FPR1 contributes to epidermal barrier dysfunction-induced skin inflammation through NLRC4-dependent keratinocyte activation

Background: Skin barrier dysfunction may both initiate and aggravate skin inflammation. However, the mechanisms involved have remained largely unknown.

Objective: We sought to determine how skin barrier dysfunction enhances skin inflammation and the molecular mechanisms.

Methods: Skin barrier defect mice were established by tape stripping or topical use of acetone on wild type mice, or filaggrin (FLG) deficiency. RNA-sequencing was employed to dissect the differentially expressed genes in skin barrier defect mice. Primary human keratinocytes were transfected with formylpeptide receptor 1 (FPR1) or PERK small interfering RNA (siRNA) to examine the effects of these gene targets. The expressions of inflammasome NLRC4, epidermal barrier genes, and inflammatory mediators were evaluated.

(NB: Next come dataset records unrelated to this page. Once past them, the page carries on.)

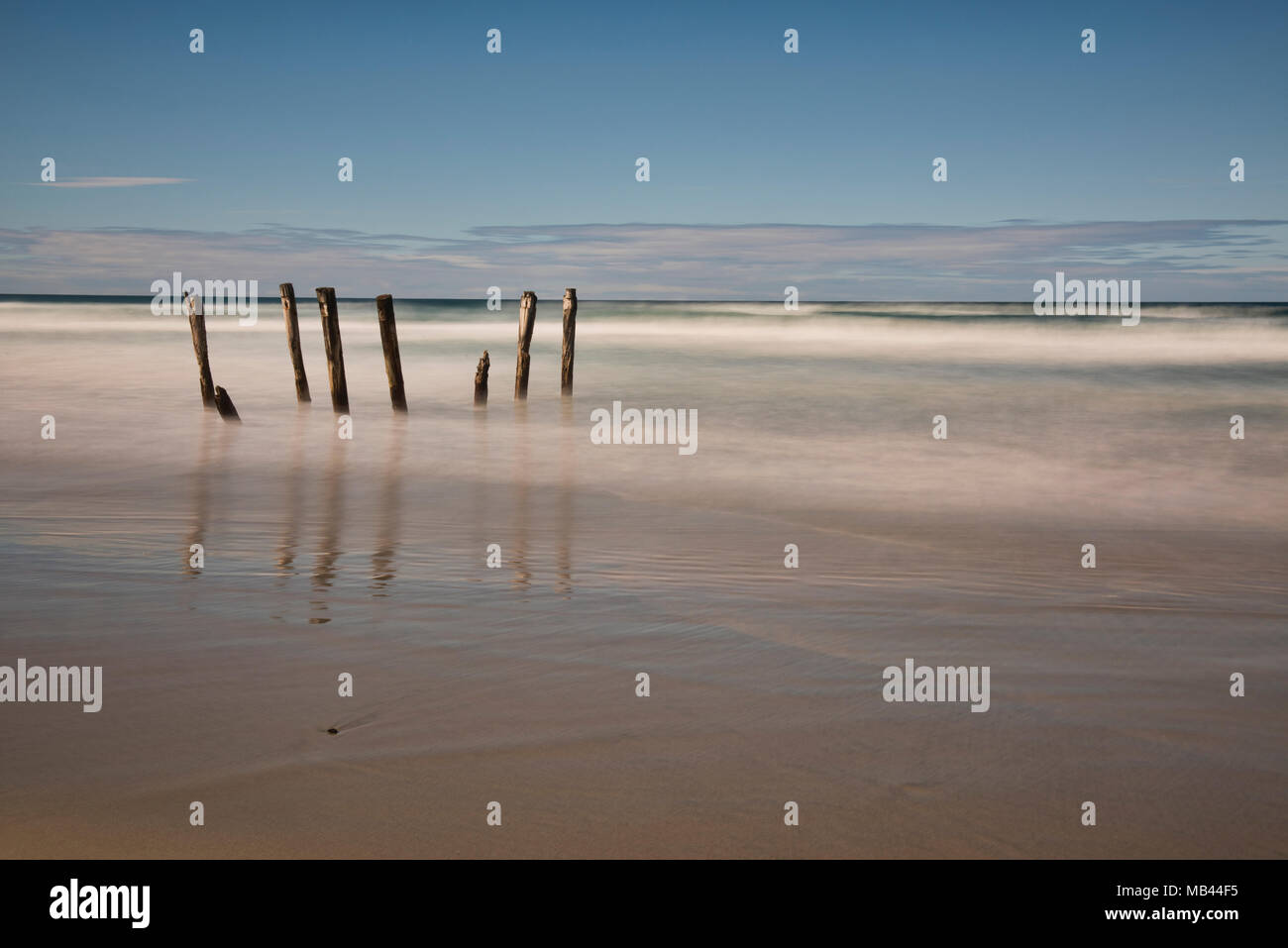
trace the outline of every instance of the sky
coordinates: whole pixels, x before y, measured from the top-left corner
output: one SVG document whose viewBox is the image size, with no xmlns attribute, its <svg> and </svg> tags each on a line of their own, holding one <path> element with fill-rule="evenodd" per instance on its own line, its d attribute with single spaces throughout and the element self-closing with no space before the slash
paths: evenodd
<svg viewBox="0 0 1288 948">
<path fill-rule="evenodd" d="M 0 15 L 0 292 L 1288 299 L 1282 0 Z"/>
</svg>

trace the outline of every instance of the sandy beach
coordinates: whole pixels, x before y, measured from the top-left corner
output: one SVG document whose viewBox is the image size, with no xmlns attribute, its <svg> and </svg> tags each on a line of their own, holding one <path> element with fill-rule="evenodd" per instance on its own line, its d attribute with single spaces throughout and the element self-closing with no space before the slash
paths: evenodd
<svg viewBox="0 0 1288 948">
<path fill-rule="evenodd" d="M 1282 316 L 587 300 L 560 399 L 542 301 L 516 406 L 514 303 L 398 301 L 398 417 L 340 305 L 348 442 L 310 300 L 299 408 L 279 310 L 209 321 L 241 426 L 182 318 L 0 301 L 0 665 L 103 667 L 3 708 L 0 854 L 1288 855 Z M 614 399 L 697 452 L 592 444 Z"/>
</svg>

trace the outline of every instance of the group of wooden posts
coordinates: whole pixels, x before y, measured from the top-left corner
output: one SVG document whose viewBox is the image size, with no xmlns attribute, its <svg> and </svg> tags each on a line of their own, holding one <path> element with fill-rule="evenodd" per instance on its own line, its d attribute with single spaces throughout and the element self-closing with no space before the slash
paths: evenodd
<svg viewBox="0 0 1288 948">
<path fill-rule="evenodd" d="M 304 354 L 300 352 L 300 319 L 295 309 L 295 287 L 281 285 L 282 314 L 286 317 L 286 345 L 295 367 L 295 398 L 312 402 L 309 380 L 304 374 Z M 344 377 L 344 346 L 340 344 L 340 309 L 335 301 L 335 289 L 321 286 L 317 290 L 318 309 L 322 313 L 322 344 L 326 349 L 327 374 L 331 379 L 331 407 L 337 415 L 349 411 L 349 386 Z M 394 323 L 394 298 L 389 294 L 376 296 L 376 317 L 380 322 L 380 344 L 385 350 L 385 374 L 389 376 L 389 401 L 394 411 L 407 411 L 407 394 L 403 390 L 402 359 L 398 357 L 398 330 Z M 514 397 L 528 397 L 528 367 L 532 357 L 532 330 L 537 321 L 537 295 L 531 290 L 519 301 L 519 361 L 514 371 Z M 201 375 L 201 402 L 207 408 L 215 408 L 228 421 L 241 421 L 233 399 L 222 386 L 215 385 L 210 374 L 210 352 L 206 345 L 206 317 L 189 314 L 192 328 L 192 348 L 197 353 L 197 370 Z M 564 290 L 564 337 L 563 361 L 559 370 L 559 390 L 572 394 L 573 339 L 577 335 L 577 291 Z M 474 372 L 474 404 L 487 404 L 487 374 L 492 361 L 483 350 L 478 368 Z"/>
</svg>

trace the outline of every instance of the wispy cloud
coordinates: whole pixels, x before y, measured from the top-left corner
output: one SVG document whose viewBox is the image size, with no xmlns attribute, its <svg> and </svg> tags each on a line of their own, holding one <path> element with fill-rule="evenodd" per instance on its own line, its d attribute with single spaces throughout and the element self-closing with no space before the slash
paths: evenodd
<svg viewBox="0 0 1288 948">
<path fill-rule="evenodd" d="M 931 224 L 565 224 L 464 237 L 264 223 L 242 232 L 0 229 L 0 292 L 147 294 L 193 278 L 341 295 L 1023 300 L 1036 280 L 1141 280 L 1146 300 L 1288 298 L 1288 220 Z"/>
<path fill-rule="evenodd" d="M 62 182 L 24 182 L 33 188 L 143 188 L 149 184 L 185 184 L 192 178 L 68 178 Z"/>
</svg>

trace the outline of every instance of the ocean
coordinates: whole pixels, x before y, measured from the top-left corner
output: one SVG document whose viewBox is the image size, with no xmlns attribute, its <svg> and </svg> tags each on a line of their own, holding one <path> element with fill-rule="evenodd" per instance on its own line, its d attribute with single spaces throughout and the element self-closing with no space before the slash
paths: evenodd
<svg viewBox="0 0 1288 948">
<path fill-rule="evenodd" d="M 406 416 L 339 305 L 352 439 L 312 298 L 304 406 L 206 317 L 231 425 L 149 298 L 0 296 L 0 666 L 103 670 L 0 707 L 5 855 L 1288 854 L 1288 305 L 585 299 L 562 398 L 551 296 L 516 403 L 516 300 L 395 299 Z"/>
</svg>

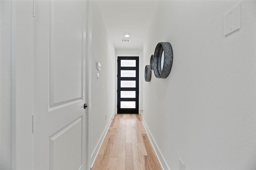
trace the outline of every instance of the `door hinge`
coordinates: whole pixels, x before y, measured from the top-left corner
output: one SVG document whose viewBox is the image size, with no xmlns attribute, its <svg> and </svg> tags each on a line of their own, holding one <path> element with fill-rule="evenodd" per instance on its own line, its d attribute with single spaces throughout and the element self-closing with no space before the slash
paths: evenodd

Results: Mechanical (tape stripping), chemical (acetone), or genetic (filaggrin deficiency) barrier disruption in mice amplified the expression of pro-inflammatory genes, with transcriptomic profiling revealing overexpression of formylpeptide receptor (Fpr1) in the epidermis. Treatment with the FPR1 agonist fMLP in keratinocytes up-regulated the expression of the NLRC4 inflammasome and increased IL-1β secretion through modulation of endoplasmic reticulum stress via the PERK-eIF2α-CHOP pathway. The activation of FPR1-NLRC4 axis was also observed in skin specimens from old healthy individuals with skin barrier defect or elderly mice. Conversely, topical administration with an FPR1 antagonist, or Nlrc4 silencing, led to the normalization of barrier dysfunction and alleviation of inflammatory skin responses in vivo.

Conclusion: In summary, our findings show that the FPR1-NLRC4 inflammasome axis is activated upon skin barrier disruption and may explain exaggerated inflammatory responses that are seen in disease states characterized by epidermal dysfunction. Pharmacological inhibition of FPR1 or NLRC4 represents a potential therapeutic target.